Find Article by Date
Tue, 27 Apr 2004

JP/Police arrest KPU website hacker

Police arrest KPU website hacker

Evi Mariani, The Jakarta Post, Jakarta

The Jakarta Police announced on Monday they had arrested a man suspected of hacking into the General Elections Commission (KPU) website.

Dani Firmansyah, a 25-year-old Information Technology staffer at PT Danareksa, was arrested on Thursday afternoon at his Central Jakarta office in the first high-profile cyber crime case to be successfully unraveled by the police.

Dani, who is also in his final year of study at the School of International Relations, University of Muhammadiyah Yogyakarta, told the police that he had hacked into the KPU website on his own initiative and had worked alone.

"His motive was not political. He simply felt challenged to test his abilities," Jakarta Police chief Insp. Gen. Makbul Padmanagara said.

Dani told the police that he had wanted to warn the KPU that the Rp 152 billion (US$17.8 million) state-of-the-art site was not secure, and said he had learned about IT on his own through various informal sources, including the Internet.

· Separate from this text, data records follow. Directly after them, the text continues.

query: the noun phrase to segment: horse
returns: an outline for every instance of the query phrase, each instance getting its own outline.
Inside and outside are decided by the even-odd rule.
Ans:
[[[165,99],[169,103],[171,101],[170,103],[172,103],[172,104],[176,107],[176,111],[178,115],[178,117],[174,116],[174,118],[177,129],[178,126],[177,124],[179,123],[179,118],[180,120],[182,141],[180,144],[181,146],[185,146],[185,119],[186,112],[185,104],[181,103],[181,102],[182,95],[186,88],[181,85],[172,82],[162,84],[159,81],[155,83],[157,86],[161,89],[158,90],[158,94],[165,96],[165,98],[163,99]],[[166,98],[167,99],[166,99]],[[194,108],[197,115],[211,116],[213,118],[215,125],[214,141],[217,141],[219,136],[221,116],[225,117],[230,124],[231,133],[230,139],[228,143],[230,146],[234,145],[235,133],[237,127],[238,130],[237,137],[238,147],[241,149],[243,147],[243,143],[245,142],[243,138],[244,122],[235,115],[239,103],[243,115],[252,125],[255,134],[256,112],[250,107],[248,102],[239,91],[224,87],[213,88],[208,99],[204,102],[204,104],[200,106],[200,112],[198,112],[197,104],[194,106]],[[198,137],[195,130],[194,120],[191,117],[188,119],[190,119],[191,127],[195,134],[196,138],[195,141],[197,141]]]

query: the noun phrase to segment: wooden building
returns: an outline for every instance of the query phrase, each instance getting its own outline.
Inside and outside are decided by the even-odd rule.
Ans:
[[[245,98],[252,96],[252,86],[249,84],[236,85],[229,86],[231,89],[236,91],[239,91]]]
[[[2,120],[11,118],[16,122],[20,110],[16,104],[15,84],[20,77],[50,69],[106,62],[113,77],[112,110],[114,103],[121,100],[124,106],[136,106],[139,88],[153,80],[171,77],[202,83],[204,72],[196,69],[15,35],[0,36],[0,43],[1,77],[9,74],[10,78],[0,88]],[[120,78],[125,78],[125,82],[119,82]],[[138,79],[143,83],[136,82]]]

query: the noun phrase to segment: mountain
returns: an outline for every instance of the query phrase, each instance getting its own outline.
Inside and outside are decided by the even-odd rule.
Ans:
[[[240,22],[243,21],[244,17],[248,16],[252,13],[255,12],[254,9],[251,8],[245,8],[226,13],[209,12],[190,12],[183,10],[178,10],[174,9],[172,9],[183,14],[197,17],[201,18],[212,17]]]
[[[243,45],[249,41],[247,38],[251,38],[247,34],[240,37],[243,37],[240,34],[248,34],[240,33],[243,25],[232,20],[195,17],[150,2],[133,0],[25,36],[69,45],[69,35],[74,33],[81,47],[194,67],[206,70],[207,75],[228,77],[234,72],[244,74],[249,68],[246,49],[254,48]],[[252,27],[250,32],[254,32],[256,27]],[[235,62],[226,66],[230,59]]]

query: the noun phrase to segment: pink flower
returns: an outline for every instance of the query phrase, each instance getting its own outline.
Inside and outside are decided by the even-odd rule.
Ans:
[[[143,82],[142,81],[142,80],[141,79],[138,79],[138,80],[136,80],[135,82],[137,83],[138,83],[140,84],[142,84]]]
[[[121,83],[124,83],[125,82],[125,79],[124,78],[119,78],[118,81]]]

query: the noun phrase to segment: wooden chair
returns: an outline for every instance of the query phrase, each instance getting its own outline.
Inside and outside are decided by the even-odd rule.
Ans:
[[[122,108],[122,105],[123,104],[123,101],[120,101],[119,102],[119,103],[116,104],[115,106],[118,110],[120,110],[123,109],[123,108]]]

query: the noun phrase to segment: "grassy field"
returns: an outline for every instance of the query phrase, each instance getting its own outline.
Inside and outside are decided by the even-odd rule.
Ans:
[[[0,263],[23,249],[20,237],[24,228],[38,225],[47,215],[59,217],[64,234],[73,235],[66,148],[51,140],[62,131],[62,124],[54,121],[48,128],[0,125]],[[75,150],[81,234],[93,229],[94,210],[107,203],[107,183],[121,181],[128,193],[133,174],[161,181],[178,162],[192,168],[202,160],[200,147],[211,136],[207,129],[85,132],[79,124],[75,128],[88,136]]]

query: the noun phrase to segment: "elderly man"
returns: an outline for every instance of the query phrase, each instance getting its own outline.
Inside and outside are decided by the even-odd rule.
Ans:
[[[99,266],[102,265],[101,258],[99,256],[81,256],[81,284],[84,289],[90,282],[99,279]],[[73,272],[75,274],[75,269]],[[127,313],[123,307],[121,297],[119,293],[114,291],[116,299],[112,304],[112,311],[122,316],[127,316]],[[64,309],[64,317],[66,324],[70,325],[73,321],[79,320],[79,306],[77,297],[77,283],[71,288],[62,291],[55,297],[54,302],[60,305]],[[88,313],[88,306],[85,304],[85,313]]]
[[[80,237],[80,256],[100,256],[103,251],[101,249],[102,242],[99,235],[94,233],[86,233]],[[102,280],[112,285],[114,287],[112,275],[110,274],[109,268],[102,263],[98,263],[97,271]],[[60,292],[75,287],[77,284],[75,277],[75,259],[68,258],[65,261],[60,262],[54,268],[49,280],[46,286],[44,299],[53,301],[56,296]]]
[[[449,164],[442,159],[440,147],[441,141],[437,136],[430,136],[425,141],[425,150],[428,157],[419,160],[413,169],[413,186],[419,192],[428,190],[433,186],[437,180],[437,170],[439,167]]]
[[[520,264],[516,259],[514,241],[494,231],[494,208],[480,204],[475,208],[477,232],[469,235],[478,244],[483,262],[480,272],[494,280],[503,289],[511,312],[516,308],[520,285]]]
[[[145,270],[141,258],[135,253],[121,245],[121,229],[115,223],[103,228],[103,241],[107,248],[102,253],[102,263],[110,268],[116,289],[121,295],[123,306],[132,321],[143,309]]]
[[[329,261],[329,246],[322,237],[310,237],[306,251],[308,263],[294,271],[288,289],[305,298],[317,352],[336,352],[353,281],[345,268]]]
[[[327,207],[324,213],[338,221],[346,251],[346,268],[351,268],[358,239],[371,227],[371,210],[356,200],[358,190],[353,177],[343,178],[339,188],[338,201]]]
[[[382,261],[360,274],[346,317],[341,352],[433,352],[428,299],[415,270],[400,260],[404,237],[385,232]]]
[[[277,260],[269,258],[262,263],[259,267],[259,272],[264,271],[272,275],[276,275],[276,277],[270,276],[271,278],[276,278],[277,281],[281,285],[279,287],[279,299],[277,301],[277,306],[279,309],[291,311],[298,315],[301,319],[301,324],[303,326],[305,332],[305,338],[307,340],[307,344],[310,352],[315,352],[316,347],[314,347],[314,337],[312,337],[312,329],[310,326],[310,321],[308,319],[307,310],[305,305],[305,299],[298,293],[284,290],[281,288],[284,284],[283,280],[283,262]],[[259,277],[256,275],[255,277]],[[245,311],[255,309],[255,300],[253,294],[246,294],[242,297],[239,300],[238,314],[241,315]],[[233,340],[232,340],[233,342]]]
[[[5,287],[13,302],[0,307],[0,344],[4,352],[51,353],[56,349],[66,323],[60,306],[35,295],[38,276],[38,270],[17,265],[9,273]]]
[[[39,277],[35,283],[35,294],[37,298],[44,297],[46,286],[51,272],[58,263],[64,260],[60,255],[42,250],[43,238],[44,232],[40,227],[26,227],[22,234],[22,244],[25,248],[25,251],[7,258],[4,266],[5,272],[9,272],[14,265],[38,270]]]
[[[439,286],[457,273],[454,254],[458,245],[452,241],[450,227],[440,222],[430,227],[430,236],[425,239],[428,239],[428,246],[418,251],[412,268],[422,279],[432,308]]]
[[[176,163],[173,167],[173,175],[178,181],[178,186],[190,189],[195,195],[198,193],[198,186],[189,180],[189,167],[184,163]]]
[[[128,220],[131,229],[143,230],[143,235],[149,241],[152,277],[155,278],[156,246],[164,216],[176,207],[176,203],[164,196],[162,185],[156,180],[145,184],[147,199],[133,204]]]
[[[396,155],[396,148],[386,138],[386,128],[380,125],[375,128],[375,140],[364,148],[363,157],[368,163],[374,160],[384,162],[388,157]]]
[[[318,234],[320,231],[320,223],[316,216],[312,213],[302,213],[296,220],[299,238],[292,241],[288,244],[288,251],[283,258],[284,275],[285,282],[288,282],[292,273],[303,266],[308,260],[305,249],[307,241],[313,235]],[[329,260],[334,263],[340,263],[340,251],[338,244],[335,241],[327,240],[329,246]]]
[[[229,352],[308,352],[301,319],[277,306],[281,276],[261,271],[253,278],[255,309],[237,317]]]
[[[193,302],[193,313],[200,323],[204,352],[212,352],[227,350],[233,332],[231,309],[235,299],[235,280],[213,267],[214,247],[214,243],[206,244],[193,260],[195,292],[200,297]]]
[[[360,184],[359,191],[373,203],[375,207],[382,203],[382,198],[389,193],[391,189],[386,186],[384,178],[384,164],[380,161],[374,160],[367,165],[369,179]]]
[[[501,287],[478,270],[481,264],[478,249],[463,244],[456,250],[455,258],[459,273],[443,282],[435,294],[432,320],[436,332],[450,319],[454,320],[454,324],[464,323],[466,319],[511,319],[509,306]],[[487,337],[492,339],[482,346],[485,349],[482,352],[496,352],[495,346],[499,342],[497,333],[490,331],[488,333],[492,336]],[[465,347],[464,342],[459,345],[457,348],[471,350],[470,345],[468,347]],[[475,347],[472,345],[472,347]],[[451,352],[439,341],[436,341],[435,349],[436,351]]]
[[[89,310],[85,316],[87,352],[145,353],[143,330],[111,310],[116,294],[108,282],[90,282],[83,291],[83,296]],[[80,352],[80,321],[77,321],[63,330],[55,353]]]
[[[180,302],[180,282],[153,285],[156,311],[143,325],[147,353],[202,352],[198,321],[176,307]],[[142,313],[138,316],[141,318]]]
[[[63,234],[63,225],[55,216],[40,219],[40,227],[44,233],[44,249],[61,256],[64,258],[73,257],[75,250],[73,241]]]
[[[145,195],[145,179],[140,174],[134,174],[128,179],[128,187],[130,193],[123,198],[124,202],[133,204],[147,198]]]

The suspect is being detained at Jakarta Police headquarters.

"He's clever and nobody can ban him from using his brain. However, he broke the law and will face a maximum six years in prison for violating Article 22 of Law No. 39/1999 on telecommunications," Makbul said.

The article stipulates that no individual may manipulate a telecommunications network, telecommunications service or any special telecommunications network.

Head of cyber crimes Adj. Sr. Comr. Petrus Reinhard Golose, who led the investigation, said Dani hacked into the KPU site on April 17 through the Structured Query Language Injection.

The operation basically overloads a server with scripts so that it cannot handle the influx of data and will open itself.

To conceal his identity, Dani used a spoofing technique, using an anonymous Internet Protocol (IP) proxy 208.147.1.1. located in Thailand, which would indicate that he was ostensibly in that country when the website was hacked.

However, he neglected to cover his hacking route, which enabled the police to trace him.

Petrus said police tracked down Dani using websites that list owners of IP addresses, http://www.arin.net/-whois/ and http://www.apnic.net/apnic-bin/whois.pl.

As for tracking Dani's route, cyber crimes detectives used programs from websites http://www/-level3.comGlass and http://apjii.or.id/tools.lg.php, Petrus added.

The police also obtained some information from Warna Internet Cafe in Yogyakarta, where Dani reportedly often spent time tinkering on the Net.